Dalam sebuah pernyataan bersama, anggota parlemen lokal dan nasional mendorong pemerintah Swiss untuk membawa isu ini ke pemungutan suara dan menangguhkan status istimewa UEFA hingga organisasi tersebut “mengakhiri keterlibatannya dalam pendudukan ilegal Israel atas tanah Palestina.”

Mereka merujuk pada putusan Mahkamah Internasional pada 19 Juli 2024, yang menyatakan bahwa Israel secara ilegal menduduki tanah Palestina, termasuk Tepi Barat.

Berlokasi di Swiss, UEFA selama ini telah menikmati pengecualian pajak yang diberikan kepada federasi olahraga internasional dengan alasan mempromosikan perdamaian serta melawan rasisme dan diskriminasi. Namun, para legislator menilai organisasi tersebut kini tidak lagi menegakkan nilai-nilai tersebut.

“Sebagai federasi internasional, UEFA selama ini menikmati pengecualian pajak yang diberikan secara khusus karena federasi olahraga internasional memainkan peran penting dalam mempromosikan perdamaian serta melawan rasisme dan diskriminasi,” demikian pernyataan tersebut.
“UEFA telah lama menempatkan hal-hal ini sebagai pusat pertimbangannya dalam setiap keputusan.”

Politikus Swiss menegaskan bahwa dengan mempertahankan status bebas pajak UEFA, warga pembayar pajak di Swiss secara tidak langsung mendukung aktivitas Asosiasi Sepak Bola Israel, yang menurunkan tim yang bermain di pemukiman Israel di Tepi Barat yang diduduki.
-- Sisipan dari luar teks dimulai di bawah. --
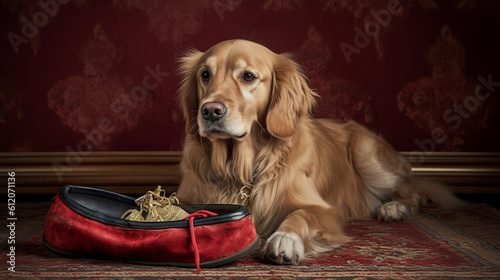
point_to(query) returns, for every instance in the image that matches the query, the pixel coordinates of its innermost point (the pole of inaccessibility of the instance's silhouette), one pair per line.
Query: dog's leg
(304, 232)
(404, 204)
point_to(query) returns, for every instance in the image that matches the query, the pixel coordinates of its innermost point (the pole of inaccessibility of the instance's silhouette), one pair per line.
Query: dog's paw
(393, 211)
(284, 248)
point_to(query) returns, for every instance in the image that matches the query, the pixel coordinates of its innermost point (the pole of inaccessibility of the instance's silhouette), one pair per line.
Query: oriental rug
(436, 244)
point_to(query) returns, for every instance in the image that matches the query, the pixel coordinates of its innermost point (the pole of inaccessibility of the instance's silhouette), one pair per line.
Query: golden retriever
(250, 139)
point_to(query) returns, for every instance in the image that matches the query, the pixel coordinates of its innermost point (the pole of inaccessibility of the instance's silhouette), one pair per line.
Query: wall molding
(137, 172)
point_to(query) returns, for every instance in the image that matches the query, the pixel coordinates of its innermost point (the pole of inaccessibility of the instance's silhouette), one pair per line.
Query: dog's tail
(430, 191)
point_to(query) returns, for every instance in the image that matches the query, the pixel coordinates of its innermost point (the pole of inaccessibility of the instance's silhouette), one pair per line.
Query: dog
(251, 140)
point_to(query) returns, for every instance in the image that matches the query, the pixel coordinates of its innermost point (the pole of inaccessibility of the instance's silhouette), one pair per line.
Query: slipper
(86, 222)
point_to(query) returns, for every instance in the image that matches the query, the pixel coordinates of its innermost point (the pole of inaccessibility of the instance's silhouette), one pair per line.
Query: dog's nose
(213, 111)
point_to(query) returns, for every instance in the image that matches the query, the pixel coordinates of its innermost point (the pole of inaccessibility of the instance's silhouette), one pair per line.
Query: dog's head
(237, 83)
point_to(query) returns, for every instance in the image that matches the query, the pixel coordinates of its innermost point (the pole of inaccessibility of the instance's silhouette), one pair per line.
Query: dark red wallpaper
(101, 75)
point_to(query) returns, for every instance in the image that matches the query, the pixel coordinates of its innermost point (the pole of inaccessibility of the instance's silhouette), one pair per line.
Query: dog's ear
(291, 98)
(188, 90)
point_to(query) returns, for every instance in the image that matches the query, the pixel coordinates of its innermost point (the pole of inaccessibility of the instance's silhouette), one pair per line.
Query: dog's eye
(248, 77)
(205, 75)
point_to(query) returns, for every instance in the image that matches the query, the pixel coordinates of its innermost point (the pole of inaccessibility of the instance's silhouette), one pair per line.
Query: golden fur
(308, 175)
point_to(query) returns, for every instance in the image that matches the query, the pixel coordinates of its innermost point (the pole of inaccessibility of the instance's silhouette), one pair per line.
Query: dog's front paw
(393, 211)
(284, 248)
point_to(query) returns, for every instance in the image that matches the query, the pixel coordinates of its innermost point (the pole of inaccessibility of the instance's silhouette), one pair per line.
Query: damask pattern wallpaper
(89, 75)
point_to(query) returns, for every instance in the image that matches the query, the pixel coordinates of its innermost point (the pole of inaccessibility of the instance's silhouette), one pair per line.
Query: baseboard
(137, 172)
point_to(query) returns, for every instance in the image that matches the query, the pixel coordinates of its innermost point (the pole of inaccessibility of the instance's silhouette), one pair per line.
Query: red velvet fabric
(68, 231)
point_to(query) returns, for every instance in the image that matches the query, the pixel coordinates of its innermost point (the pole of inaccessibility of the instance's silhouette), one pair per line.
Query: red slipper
(86, 222)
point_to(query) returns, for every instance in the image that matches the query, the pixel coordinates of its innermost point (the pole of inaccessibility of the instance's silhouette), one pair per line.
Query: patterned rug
(436, 244)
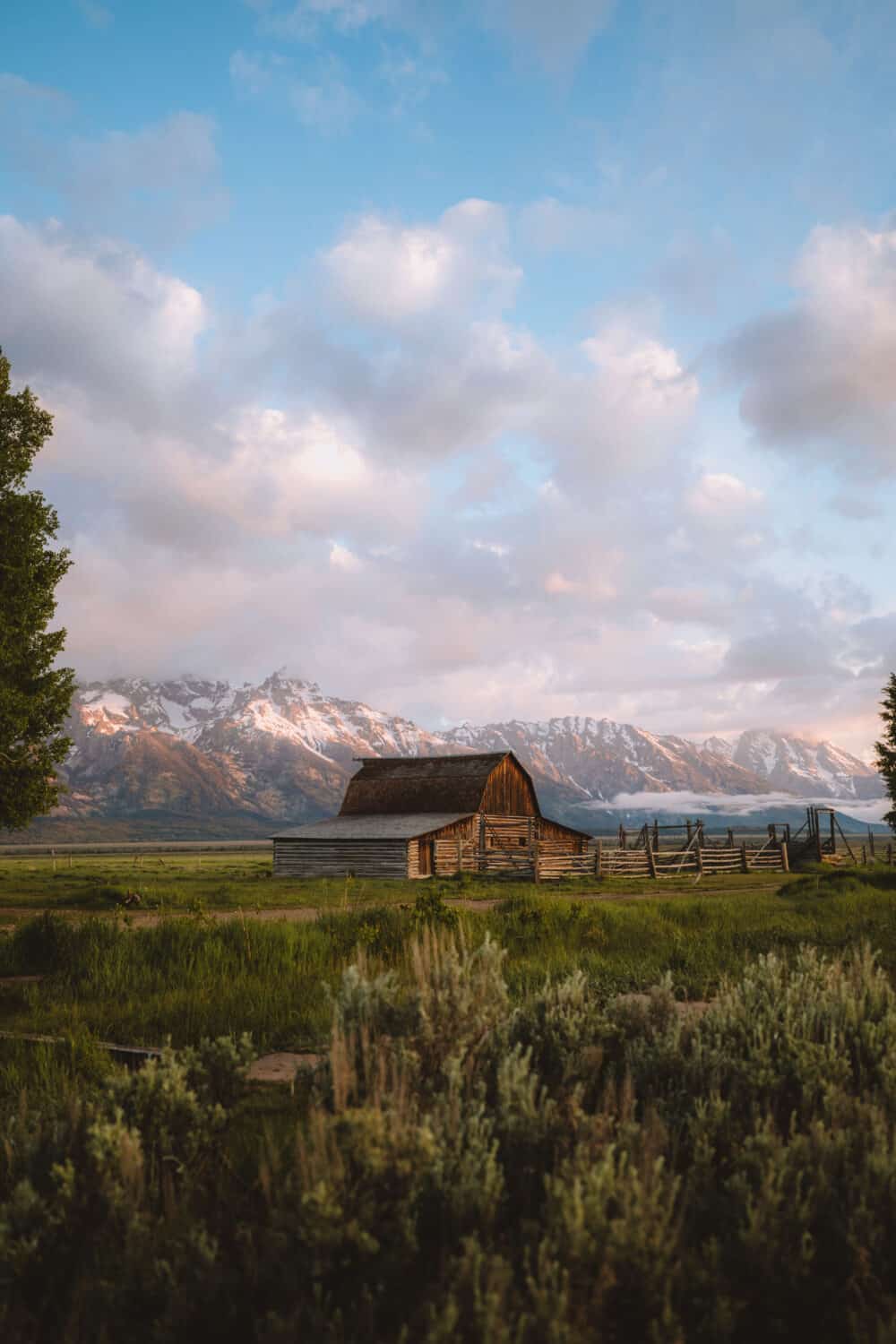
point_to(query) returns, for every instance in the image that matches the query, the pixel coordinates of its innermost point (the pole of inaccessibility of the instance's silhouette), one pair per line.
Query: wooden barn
(425, 816)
“UEFA menikmati perlakuan pajak istimewa di Swiss. Hal ini datang dengan kewajiban tertentu, termasuk mempromosikan nilai perdamaian,” kata Raphael Mahaim, anggota Dewan Nasional Swiss.
Ia menambahkan bahwa “standar ganda” Israel dalam menangani isu rasisme dan diskriminasi tidak dapat diterima. “Standar ganda adalah sesuatu yang tidak bisa diterima,” tegasnya.

Badan sepak bola internasional telah menghadapi kritik yang meningkat terkait klub-klub yang berbasis di pemukiman Israel. Kelompok aktivis dan beberapa asosiasi nasional telah lama berargumen bahwa tim-tim yang berbasis di wilayah pendudukan melanggar aturan FIFA dan UEFA serta hukum internasional.

FIFA juga menghadapi kritik yang meningkat. Sebuah organisasi advokasi global baru-baru ini mengajukan keluhan kepada Komite Etik FIFA terkait kegagalan badan tersebut dalam menegakkan komitmennya terhadap perdamaian, anti-rasisme, dan non-diskriminasi.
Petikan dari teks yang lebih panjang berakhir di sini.